The dismal science of voter turnout

What works best for getting out the vote? An economist says knocking on doors. Who will knock on the most doors this year? Guess.

By Andrew Leonard

Published November 3, 2008 9:25PM (EST)

Princeton economist Alan B. Krueger has a post up on the New York Times Economix blog looking at "Economics and the Science of Voter Turnout." He cited a previous column he had written summarizing the research conclusions of Yale political scientists Donald P. Green and Alan S. Gerber in their book, "Get Out the Vote!"

For a decade the duo has used controlled experiments conducted as part of actual election campaigns to learn how leafleting, robocalls, TV ads and other strategies affect voter turnout.

They concluded that it is expensive to increase voter turnout. Door-to-door canvassing, though expensive, seemed to yield the most votes per dollar spent. TV ads did not seem very effective.

Anecdotal accounts from the campaign trail indicate that the Obama campaign has devoted unprecedented resources and exploited enormous volunteer labor in door-to-door canvassing. Less anecdotally, there's this report published on Friday from the Washington Post's Matthew Mosk:

Sen. John McCain and the Republican National Committee will unleash a barrage of spending on television advertising that will allow him to keep pace with Sen. Barack Obama's ad blitz during the campaign's final days, but the expenditures will impact McCain's get-out-the-vote efforts, according to Republican strategists....

The decision to finance a final advertising push is forcing McCain to curtail spending on Election Day ground forces to help usher his supporters to the polls... The vaunted, 72-hour plan that President Bush used to mobilize voters in 2000 and 2004 has been scaled back for McCain. He has spent half as much as Obama on staffing and has opened far fewer field offices.
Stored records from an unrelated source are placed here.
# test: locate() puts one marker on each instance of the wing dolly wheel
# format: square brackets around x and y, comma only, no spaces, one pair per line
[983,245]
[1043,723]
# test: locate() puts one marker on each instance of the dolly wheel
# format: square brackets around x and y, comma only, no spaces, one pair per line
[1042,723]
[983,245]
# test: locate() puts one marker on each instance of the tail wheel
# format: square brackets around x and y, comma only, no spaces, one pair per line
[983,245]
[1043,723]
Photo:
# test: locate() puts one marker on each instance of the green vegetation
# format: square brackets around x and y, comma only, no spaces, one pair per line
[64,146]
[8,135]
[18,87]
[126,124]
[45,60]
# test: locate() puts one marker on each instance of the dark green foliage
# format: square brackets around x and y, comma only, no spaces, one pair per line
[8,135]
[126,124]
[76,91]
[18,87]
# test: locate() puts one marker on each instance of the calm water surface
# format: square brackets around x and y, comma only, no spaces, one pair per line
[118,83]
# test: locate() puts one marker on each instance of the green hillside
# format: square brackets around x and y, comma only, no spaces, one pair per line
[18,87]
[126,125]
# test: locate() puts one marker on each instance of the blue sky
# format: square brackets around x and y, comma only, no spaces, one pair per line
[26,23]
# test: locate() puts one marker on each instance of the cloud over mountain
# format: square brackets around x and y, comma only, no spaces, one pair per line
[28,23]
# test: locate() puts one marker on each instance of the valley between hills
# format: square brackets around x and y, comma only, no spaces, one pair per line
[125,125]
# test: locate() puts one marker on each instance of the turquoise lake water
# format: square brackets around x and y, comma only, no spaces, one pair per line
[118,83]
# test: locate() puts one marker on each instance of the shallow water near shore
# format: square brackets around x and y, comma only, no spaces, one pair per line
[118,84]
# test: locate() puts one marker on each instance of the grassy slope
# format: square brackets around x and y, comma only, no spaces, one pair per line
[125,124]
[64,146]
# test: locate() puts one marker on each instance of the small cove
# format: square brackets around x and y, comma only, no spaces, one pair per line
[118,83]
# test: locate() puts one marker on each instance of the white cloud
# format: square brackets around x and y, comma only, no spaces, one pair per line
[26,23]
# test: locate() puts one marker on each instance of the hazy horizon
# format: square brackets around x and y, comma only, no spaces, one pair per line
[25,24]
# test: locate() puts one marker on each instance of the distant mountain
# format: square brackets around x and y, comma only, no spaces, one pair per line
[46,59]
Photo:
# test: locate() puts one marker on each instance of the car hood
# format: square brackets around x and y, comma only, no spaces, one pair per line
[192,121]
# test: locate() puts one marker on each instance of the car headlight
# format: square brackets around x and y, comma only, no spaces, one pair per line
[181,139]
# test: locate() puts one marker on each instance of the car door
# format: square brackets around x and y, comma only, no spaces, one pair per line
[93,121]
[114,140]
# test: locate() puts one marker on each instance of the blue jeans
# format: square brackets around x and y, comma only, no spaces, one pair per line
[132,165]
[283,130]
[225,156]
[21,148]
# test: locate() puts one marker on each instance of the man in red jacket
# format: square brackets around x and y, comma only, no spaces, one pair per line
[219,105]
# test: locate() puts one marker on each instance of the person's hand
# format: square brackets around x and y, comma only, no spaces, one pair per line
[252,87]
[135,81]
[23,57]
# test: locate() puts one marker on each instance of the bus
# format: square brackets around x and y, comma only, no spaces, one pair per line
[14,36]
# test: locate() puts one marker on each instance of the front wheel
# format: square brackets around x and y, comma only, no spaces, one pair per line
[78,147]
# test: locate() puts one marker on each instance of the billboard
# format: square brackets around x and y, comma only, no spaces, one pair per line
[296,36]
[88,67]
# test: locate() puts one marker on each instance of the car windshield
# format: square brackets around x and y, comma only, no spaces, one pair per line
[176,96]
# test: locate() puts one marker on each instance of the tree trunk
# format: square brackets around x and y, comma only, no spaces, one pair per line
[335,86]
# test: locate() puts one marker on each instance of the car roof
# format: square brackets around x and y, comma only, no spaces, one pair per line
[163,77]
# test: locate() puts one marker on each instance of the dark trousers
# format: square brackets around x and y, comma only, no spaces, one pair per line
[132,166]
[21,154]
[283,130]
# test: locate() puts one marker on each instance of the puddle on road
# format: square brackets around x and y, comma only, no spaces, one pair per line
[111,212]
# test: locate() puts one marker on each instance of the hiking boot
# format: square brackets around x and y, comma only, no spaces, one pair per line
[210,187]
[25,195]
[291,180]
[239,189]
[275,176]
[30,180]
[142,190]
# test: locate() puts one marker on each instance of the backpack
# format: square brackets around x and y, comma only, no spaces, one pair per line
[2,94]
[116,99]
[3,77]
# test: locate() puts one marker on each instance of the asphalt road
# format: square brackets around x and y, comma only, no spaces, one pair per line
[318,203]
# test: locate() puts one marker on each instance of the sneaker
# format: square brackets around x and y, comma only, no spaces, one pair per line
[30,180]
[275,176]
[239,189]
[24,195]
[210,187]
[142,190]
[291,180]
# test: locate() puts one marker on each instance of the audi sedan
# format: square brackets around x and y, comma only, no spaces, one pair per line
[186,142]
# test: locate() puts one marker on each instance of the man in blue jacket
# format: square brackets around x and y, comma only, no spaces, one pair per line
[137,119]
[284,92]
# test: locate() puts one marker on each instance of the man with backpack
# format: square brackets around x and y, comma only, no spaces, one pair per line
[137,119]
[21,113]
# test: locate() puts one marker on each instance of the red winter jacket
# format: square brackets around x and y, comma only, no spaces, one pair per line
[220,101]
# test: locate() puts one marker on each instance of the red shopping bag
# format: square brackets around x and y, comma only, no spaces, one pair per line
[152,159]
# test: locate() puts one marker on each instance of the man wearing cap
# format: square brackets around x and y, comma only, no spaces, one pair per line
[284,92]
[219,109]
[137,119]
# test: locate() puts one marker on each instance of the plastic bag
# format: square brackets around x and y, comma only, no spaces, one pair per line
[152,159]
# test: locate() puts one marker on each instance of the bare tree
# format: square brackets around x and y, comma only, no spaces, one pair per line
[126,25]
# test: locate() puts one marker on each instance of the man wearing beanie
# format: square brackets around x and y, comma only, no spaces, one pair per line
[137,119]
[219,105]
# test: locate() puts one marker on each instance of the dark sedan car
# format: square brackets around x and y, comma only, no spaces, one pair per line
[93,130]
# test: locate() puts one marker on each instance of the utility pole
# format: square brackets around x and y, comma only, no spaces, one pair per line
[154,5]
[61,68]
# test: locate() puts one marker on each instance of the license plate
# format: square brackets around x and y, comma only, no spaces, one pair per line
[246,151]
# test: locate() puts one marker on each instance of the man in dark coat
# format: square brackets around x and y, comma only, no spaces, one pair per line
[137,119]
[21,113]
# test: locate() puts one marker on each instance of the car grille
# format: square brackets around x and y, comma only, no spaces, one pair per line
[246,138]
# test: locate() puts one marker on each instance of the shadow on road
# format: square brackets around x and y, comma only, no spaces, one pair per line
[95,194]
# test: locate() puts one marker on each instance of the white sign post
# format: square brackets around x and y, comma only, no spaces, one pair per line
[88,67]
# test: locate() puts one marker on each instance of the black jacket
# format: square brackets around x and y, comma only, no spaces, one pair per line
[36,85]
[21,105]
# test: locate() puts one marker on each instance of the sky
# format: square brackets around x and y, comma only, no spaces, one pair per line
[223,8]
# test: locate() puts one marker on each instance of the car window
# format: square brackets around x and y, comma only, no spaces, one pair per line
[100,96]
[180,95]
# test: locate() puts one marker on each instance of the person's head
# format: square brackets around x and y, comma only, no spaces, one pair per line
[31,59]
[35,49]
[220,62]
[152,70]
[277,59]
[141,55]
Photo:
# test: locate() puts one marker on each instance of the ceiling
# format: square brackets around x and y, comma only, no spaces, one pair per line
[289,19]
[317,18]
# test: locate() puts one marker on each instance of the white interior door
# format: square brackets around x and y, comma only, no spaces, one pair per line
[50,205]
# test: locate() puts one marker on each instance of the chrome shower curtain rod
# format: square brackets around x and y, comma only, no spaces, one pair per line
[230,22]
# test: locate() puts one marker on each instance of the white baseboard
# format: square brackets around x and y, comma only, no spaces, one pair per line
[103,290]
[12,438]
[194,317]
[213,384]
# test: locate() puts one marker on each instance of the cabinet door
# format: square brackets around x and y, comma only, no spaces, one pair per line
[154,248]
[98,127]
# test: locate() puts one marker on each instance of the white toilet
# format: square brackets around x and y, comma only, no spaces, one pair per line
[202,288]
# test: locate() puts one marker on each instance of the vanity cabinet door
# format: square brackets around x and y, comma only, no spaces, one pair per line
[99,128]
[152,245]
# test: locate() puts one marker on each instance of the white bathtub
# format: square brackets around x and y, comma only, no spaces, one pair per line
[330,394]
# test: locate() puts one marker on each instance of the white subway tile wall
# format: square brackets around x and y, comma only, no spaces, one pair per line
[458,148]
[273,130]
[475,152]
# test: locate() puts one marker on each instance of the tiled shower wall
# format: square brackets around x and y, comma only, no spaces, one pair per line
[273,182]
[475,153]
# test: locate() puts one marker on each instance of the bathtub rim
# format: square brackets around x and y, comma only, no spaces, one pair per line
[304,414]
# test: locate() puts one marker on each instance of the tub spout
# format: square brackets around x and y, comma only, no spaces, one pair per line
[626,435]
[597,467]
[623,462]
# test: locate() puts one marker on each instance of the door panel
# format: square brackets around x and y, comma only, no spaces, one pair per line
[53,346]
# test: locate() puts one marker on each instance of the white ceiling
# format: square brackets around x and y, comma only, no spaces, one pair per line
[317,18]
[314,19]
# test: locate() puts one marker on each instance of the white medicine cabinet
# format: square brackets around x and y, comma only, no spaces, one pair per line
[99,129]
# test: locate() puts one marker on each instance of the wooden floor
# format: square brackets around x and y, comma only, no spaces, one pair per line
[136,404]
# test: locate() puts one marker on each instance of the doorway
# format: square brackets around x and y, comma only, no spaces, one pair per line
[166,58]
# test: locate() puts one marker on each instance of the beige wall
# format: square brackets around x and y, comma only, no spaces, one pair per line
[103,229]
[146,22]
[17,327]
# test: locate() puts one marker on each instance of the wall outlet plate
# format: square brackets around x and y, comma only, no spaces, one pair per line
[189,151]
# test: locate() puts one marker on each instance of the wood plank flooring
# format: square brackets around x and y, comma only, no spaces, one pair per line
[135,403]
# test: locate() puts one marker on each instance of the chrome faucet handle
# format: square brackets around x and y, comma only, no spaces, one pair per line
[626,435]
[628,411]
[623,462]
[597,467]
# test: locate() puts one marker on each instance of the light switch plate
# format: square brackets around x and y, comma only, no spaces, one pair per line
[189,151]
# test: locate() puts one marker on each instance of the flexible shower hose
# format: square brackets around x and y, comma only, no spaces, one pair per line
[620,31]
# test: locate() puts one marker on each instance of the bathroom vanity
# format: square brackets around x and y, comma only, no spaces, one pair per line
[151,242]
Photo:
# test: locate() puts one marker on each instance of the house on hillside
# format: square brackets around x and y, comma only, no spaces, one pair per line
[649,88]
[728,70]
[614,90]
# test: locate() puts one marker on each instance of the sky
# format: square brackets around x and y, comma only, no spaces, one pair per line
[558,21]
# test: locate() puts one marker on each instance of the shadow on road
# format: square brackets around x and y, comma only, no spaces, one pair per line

This week, a number of veteran GOP operatives who orchestrate door-to-door efforts to get voters to the polls were told they should not expect to receive plane tickets, rental cars or hotel rooms from the campaign.

Krueger notes that there is now an InTrade prediction market in voter turnout, and traders are betting "that more than 60 percent of the voting-age population will vote, which is higher than that in any presidential election since 1968."

If door-to-door canvassing gets you your best dollar-value, and the Obama campaign is investing more resources into knocking on doors, and voter turnout reaches a high not seen in 40 years, well, who do you think has the advantage?